Très surpris, le chef de projet constata que mon diagnostic sur les deux modèles qui m'étaient proposés était exact. Il me demanda, entre autres, de développer mon analyse ce qui me prit plusieurs tableaux dont il prit une copie complète. Il me demanda d'illustrer les critères et règles permettant de concevoir et mettre en place un système continu de contrôle des équipements électroniques embarqués en concevant la logique d'un mécanisme capable de substituer un circuit de remplacement à un circuit défaillant.
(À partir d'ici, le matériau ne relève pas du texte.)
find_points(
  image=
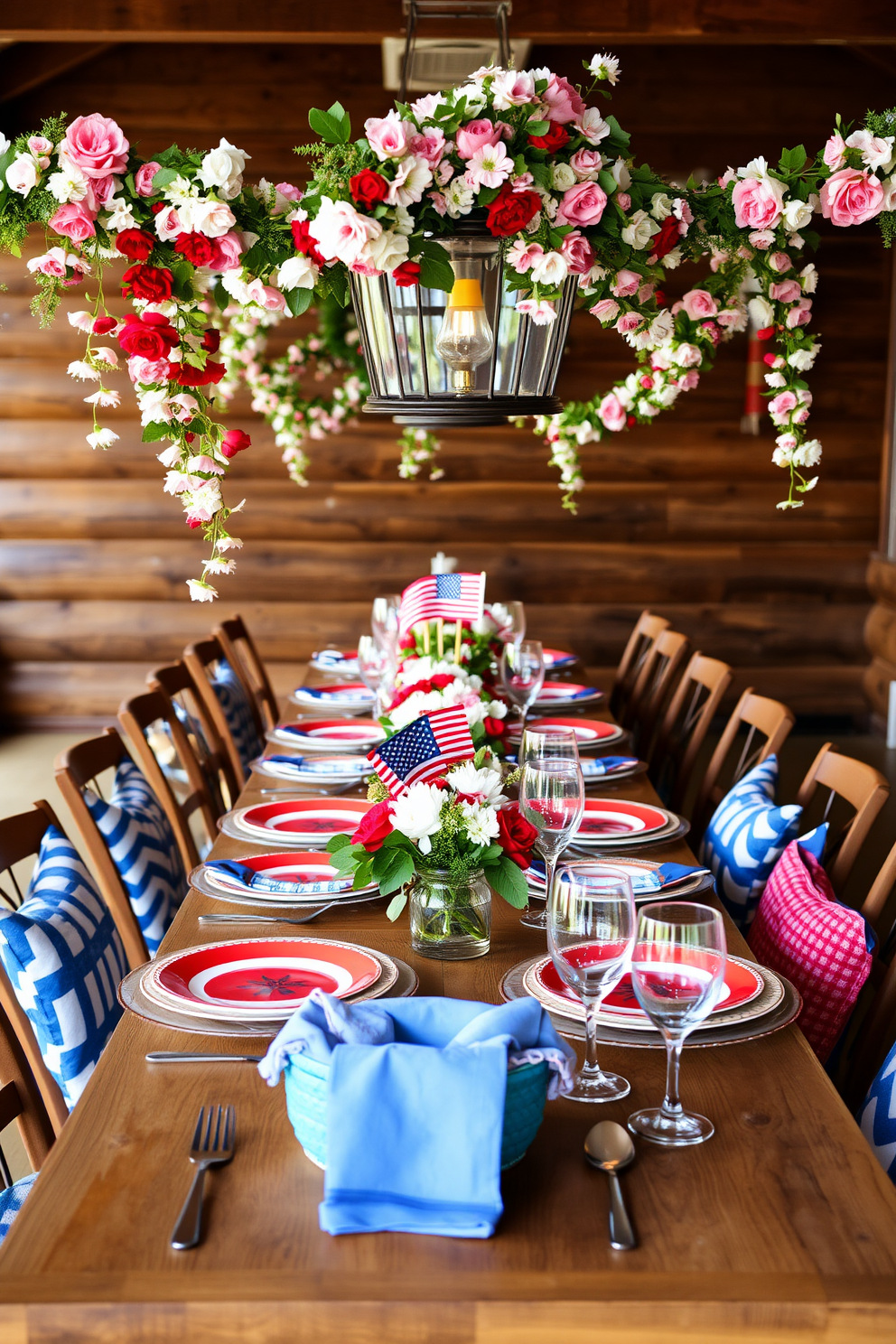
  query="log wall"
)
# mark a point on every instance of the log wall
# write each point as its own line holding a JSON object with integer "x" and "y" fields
{"x": 680, "y": 515}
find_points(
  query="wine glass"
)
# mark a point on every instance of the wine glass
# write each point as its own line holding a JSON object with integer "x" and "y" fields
{"x": 677, "y": 974}
{"x": 592, "y": 929}
{"x": 523, "y": 674}
{"x": 553, "y": 800}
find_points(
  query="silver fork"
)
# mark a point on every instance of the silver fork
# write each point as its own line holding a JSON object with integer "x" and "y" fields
{"x": 212, "y": 1147}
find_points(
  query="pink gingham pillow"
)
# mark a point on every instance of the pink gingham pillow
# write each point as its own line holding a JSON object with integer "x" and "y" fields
{"x": 804, "y": 931}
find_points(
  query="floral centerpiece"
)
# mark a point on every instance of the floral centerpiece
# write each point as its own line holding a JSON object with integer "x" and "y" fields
{"x": 443, "y": 845}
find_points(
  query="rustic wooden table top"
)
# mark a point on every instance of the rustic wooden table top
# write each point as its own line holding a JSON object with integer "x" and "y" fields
{"x": 780, "y": 1227}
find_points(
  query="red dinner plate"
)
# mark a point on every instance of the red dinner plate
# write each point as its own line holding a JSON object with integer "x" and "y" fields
{"x": 313, "y": 817}
{"x": 264, "y": 975}
{"x": 742, "y": 985}
{"x": 607, "y": 817}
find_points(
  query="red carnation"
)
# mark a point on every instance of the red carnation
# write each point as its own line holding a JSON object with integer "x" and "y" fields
{"x": 234, "y": 441}
{"x": 303, "y": 241}
{"x": 516, "y": 836}
{"x": 149, "y": 283}
{"x": 195, "y": 247}
{"x": 374, "y": 826}
{"x": 554, "y": 140}
{"x": 135, "y": 244}
{"x": 369, "y": 187}
{"x": 406, "y": 275}
{"x": 512, "y": 211}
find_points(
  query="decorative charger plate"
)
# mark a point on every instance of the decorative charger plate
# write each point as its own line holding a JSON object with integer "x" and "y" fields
{"x": 328, "y": 734}
{"x": 258, "y": 979}
{"x": 295, "y": 821}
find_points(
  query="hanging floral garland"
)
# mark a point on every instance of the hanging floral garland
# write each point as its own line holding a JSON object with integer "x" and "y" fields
{"x": 553, "y": 178}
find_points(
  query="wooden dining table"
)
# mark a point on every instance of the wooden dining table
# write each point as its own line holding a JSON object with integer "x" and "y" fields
{"x": 782, "y": 1227}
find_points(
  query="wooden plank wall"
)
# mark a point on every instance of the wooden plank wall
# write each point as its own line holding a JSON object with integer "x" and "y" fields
{"x": 680, "y": 517}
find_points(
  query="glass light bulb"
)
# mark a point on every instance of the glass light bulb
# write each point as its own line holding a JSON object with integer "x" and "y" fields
{"x": 465, "y": 338}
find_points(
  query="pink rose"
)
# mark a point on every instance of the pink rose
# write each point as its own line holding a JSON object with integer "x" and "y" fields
{"x": 605, "y": 309}
{"x": 586, "y": 164}
{"x": 699, "y": 303}
{"x": 476, "y": 135}
{"x": 628, "y": 283}
{"x": 74, "y": 222}
{"x": 835, "y": 152}
{"x": 758, "y": 201}
{"x": 582, "y": 204}
{"x": 578, "y": 253}
{"x": 851, "y": 196}
{"x": 97, "y": 145}
{"x": 612, "y": 413}
{"x": 144, "y": 176}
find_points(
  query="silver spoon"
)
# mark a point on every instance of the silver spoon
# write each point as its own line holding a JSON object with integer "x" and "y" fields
{"x": 609, "y": 1147}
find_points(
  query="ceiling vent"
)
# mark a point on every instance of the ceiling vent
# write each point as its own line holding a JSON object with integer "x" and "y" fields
{"x": 441, "y": 62}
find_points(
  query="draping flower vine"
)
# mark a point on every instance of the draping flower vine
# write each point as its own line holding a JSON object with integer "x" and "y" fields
{"x": 553, "y": 178}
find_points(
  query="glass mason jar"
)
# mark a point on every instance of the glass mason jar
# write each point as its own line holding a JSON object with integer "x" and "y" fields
{"x": 450, "y": 916}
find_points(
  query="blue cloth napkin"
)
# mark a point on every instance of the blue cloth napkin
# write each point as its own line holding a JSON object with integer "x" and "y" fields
{"x": 261, "y": 882}
{"x": 415, "y": 1105}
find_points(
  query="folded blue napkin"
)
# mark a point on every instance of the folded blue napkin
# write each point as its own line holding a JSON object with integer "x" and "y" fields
{"x": 261, "y": 882}
{"x": 415, "y": 1105}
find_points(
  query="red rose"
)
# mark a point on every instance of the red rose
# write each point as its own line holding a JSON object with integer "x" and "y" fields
{"x": 234, "y": 441}
{"x": 555, "y": 139}
{"x": 303, "y": 241}
{"x": 149, "y": 283}
{"x": 135, "y": 244}
{"x": 369, "y": 187}
{"x": 375, "y": 826}
{"x": 148, "y": 335}
{"x": 195, "y": 247}
{"x": 512, "y": 210}
{"x": 407, "y": 275}
{"x": 516, "y": 836}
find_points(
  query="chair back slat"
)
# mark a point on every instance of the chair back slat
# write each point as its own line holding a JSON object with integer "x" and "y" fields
{"x": 77, "y": 769}
{"x": 686, "y": 724}
{"x": 864, "y": 788}
{"x": 243, "y": 656}
{"x": 762, "y": 716}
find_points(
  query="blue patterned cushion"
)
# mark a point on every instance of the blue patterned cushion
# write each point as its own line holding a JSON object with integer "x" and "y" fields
{"x": 13, "y": 1199}
{"x": 746, "y": 839}
{"x": 234, "y": 702}
{"x": 144, "y": 851}
{"x": 65, "y": 958}
{"x": 877, "y": 1117}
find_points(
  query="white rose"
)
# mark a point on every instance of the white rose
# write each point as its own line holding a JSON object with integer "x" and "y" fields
{"x": 22, "y": 175}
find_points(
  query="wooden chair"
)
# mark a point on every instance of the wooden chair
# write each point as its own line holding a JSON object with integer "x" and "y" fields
{"x": 243, "y": 656}
{"x": 686, "y": 726}
{"x": 767, "y": 719}
{"x": 77, "y": 769}
{"x": 641, "y": 641}
{"x": 201, "y": 658}
{"x": 863, "y": 788}
{"x": 137, "y": 716}
{"x": 21, "y": 1059}
{"x": 653, "y": 687}
{"x": 176, "y": 683}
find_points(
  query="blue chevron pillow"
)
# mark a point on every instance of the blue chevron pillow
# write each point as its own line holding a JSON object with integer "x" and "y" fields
{"x": 746, "y": 839}
{"x": 144, "y": 851}
{"x": 65, "y": 960}
{"x": 877, "y": 1117}
{"x": 234, "y": 702}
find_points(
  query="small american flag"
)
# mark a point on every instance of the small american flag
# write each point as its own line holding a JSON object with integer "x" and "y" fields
{"x": 453, "y": 597}
{"x": 424, "y": 751}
Ainsi, il possédait tous les éléments indispensables à la détection du fonctionnement ou non des circuits électroniques par les algèbres logiques. En effet, comme je pratiquais les 7 algèbres logiques et les règles applicables pour passer d'un algèbre à l'autre, j'avais une tendance certaine à simplifier les calculs...Nous nous quittâmes vers 13h 15 et je mis plusieurs heures pour rentrer chez moi. A pied.

Je fus donc sélectionné et pris d'ailleurs connaissance huit jours plus tard du dossier de renseignements secrets me concernant, qui relevait chez moi une tendance certaine et apparente à la distraction dès l'école primaire. Et pour cause! Finalement, je déclinais l'offre d'embauche en raison de contraintes de secret défense, qui se cumuleraient avec celles qui m'affligeaient déjà depuis 5 ans, en tombant, entre autres, sous les fourches caudines de l’État-major général. Avec à la clé, le pénible souvenir de mon internement à DURY.

Un second dossier secret instruit, sur ordre de de Gaulle
par le premier juge d’instruction du TGI de Paris
Jean BONNEFOUS, disparu lui aussi

Au demeurant, j'eus rapidement la preuve que mes craintes étaient fondées. A la mi-septembre 1966, j'appris que le dossier secret, censé me protéger, dans les archives du PC Jupiter, avait disparu. Cette information était complétée par une prescription formelle de ne pas me rendre au domicile de mon père et de me méfier de ma famille. On ne fait pas disparaître, par hasard ou par inadvertance, un pareil dossier expliquant pourquoi le général de Gaulle m’avait classé secret défense à son niveau, le niveau V. Et celui qui avait le plus intérêt à la disparition de ce dossier, n'était ni plus, ni moins que le Dr Robert Fécan et les généraux comploteurs qui souhaitaient garder la haute main sur la stratégie de dissuasion nucléaire de la France afin d’assujettir celle-ci entre autres à l’OTAN.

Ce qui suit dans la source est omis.